Where teachers meet and learn

English Empower B1

Book Review: ETAS Journal Volume 35 Number 1 Winter 2017

English EMPOWER B1 Student’s Book

Adrian Doff, Craig Thaine, Herbert Puchta, Jeff Stranks, and Peter Lewis-Jones

Cambridge University Press (2015)

ISBN 978-1-107-46651-7

176 pages, paperback

English EMPOWER B1 Workbook with Answers

Peter Anderson

Cambridge University Press (2015)

ISBN 978-1-107-46680-7

96 pages; paperback

English Empower B1 Pre-intermediate Teacher’s Book

Lynda Edwards, Ruth Gairns, Stuart Redman, and Wayne Rimmer

Cambridge University Press (2015)

ISBN 978-1-107-46671-5

288 pages, paperback

The Empower B1 course can be described as one that can be comfortably placed in the middle ground between a General English course and a Business English Certificate course. In this way, Cambridge is able to provide adults with learning material that will arm them with English they can use in, and outside, the workplace. This is of particular importance to those who need every day English and may, at a later stage, join a workforce that uses English as a corporate language. The material used caters to a wide range of ages: for example, young adults, can relate to it in terms of the topics used to teach various points, such as Instagram and Facebook. In addition, older adults will find it interesting as they are exposed to the modern world and have a chance to learn more about today’s technology.

The course uses various topics that are essential and relevant to today’s world. Examples include how to write a travel blog and reading material using the movie The Fast and The Furious. The wide range of interesting topics used to present Grammar and Lexis also exposes students to an enormous range of vocabulary, both formal and informal. Every teacher knows that it is important for students to be presented with real-world authentic material. The authors of the book have accessed a wide range of sources including newspapers, such as The Guardian and The New Zealand Herald; books from publishing houses such as Oxford University Press; interviews from organisations such as The Nelson Mandela Foundation; websites, such as www.biography.com; as well as movies, such as Harry Potter. I particularly enjoyed the depth of colour and photography stills used in the student book. This really helps to keep the students interested.

The material in the Empower books is very engaging and allows the students to personalise speaking sessions. Furthermore, the Student Book and Workbook both have free online CDs which means students don’t have to worry about scratching or losing a CD! An additional advantage of the online CD is that students can easily access it outside the classroom and thereby maximise their learning time. One negative point, however, is that the length and depth of the student book is such that it works well for teachers and students of classes running over a long period of time. For those working with students over a shorter period, the teacher will have to spend time choosing topics and exercises very carefully from the large range available.  

I was very impressed with the way the workbook has been set up. Unlike other workbooks I have used, the Empower Workbook focuses on providing students with practice for every sub unit as opposed to the whole unit. The extension section is set up to provide overall unit practice and this gives the teacher the flexibility to come back at a later stage to set up more revision. Quite often, the teacher has to look for additional material in order for students to revise material again at different stages of the course.

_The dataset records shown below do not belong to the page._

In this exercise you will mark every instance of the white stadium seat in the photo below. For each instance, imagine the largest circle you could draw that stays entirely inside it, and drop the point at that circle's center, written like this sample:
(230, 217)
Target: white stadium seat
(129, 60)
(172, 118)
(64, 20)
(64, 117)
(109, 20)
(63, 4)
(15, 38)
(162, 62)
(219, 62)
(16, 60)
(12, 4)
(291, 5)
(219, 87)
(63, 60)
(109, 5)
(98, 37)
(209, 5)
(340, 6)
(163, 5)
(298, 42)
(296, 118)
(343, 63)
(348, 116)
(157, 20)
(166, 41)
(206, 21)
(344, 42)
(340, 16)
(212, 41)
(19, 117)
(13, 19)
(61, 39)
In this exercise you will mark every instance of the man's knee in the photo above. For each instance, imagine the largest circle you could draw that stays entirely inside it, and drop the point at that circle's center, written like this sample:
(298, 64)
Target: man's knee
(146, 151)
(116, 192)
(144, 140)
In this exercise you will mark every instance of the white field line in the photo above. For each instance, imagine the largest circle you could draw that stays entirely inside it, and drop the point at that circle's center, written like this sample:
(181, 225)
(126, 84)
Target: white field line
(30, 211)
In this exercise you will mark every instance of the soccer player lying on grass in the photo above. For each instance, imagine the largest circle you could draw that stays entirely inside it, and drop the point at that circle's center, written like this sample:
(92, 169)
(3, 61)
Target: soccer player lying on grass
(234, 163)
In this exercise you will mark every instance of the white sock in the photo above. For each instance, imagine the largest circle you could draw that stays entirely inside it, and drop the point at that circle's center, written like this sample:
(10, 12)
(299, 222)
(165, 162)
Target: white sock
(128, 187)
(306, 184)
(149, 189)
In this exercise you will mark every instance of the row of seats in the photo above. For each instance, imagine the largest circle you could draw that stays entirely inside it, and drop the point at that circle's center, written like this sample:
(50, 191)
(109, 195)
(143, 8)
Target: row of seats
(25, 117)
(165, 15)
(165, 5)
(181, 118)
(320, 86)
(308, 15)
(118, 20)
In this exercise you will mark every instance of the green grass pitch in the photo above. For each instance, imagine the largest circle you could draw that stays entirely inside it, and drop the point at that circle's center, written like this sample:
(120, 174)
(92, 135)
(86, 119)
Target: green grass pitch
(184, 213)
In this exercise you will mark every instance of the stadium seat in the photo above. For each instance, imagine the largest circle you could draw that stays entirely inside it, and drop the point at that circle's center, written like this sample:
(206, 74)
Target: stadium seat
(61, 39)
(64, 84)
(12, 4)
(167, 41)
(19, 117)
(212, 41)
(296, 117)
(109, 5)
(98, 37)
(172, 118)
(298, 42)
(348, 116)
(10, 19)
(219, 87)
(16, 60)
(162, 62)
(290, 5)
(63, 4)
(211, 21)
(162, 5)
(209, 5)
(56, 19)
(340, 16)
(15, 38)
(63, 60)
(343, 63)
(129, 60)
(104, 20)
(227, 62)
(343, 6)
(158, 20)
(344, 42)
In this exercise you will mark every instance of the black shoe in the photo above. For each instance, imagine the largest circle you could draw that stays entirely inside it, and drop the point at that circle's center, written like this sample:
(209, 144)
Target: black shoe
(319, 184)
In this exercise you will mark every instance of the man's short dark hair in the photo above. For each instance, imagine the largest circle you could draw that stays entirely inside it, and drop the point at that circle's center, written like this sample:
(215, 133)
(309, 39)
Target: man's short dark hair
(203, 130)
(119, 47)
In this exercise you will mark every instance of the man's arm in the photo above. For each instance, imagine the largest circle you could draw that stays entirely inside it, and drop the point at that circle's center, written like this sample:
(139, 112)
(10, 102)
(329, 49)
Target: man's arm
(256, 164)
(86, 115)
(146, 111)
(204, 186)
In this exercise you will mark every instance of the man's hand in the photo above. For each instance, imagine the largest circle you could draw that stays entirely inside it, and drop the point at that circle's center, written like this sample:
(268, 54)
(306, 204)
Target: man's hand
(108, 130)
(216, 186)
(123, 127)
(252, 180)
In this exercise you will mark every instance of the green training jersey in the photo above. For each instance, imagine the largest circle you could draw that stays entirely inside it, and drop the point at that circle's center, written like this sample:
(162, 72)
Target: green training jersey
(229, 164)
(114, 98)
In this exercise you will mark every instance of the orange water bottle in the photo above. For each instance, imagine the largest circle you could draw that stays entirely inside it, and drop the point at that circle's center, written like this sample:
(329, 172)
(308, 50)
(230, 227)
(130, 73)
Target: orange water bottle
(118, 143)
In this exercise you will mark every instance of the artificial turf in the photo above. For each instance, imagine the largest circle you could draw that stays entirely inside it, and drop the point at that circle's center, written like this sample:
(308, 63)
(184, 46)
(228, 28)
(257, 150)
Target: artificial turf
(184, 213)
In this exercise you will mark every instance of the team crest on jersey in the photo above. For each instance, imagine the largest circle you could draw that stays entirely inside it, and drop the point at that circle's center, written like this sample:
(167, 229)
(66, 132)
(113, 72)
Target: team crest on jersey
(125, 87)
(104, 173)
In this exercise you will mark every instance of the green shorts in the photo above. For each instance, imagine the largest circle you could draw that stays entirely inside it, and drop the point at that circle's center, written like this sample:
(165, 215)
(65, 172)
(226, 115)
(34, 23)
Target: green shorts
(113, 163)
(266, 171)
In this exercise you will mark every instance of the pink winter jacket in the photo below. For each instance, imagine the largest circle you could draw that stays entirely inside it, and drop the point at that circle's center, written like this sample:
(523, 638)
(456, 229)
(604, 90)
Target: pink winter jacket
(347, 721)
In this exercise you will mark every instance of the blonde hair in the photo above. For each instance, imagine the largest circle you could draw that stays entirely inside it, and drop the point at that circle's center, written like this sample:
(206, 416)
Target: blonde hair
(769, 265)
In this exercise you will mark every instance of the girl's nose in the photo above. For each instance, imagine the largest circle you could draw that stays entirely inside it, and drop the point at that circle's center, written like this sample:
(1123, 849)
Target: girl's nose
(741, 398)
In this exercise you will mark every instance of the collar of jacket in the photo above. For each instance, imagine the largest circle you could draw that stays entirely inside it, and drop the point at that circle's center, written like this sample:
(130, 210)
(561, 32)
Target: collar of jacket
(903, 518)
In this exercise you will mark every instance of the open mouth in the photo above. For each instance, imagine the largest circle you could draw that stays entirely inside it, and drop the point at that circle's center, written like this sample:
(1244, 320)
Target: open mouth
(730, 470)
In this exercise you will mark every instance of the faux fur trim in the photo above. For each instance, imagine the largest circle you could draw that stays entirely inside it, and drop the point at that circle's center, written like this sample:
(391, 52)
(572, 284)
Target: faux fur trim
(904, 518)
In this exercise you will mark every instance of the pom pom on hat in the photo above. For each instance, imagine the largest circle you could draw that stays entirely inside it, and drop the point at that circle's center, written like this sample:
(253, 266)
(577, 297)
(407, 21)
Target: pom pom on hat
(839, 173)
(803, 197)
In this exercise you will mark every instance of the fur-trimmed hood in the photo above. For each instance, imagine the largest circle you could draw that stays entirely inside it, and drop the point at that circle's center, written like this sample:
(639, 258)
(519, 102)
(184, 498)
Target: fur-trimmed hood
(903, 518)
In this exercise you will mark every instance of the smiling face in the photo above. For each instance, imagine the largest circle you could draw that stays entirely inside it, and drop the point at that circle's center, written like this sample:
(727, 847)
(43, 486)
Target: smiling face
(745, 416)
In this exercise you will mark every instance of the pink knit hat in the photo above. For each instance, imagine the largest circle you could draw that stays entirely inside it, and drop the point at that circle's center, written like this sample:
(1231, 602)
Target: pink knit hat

For new teachers, the Teacher’s Book provides great detail and helps lighten the load in lesson planning. Lessons are described in such a way that you don’t have to spend hours and days planning a course and corresponding lessons. Online progress tests are included to help you track how well your students are doing and assess whether or not they need extra help with any section. These tests are designed and incorporated into the course to facilitate the theory of Learning Orientated Assessment (LOA). For new teachers, the book provides a wide range of tips on how to incorporate LOA into teaching practice. The only negative side I found to the Teacher’s Book is that so much material has been included that one sometimes must plough through sections until one finds the required content. However, this is a small inconvenience compared to the positives that have been incorporated to help the teacher deliver an exceptional learning experience.

For those looking for an engaging course for today’s B1 student, this is definitely the one to pick. It will keep them keen using topics that cover countries other than Britain and encompass many different cultures.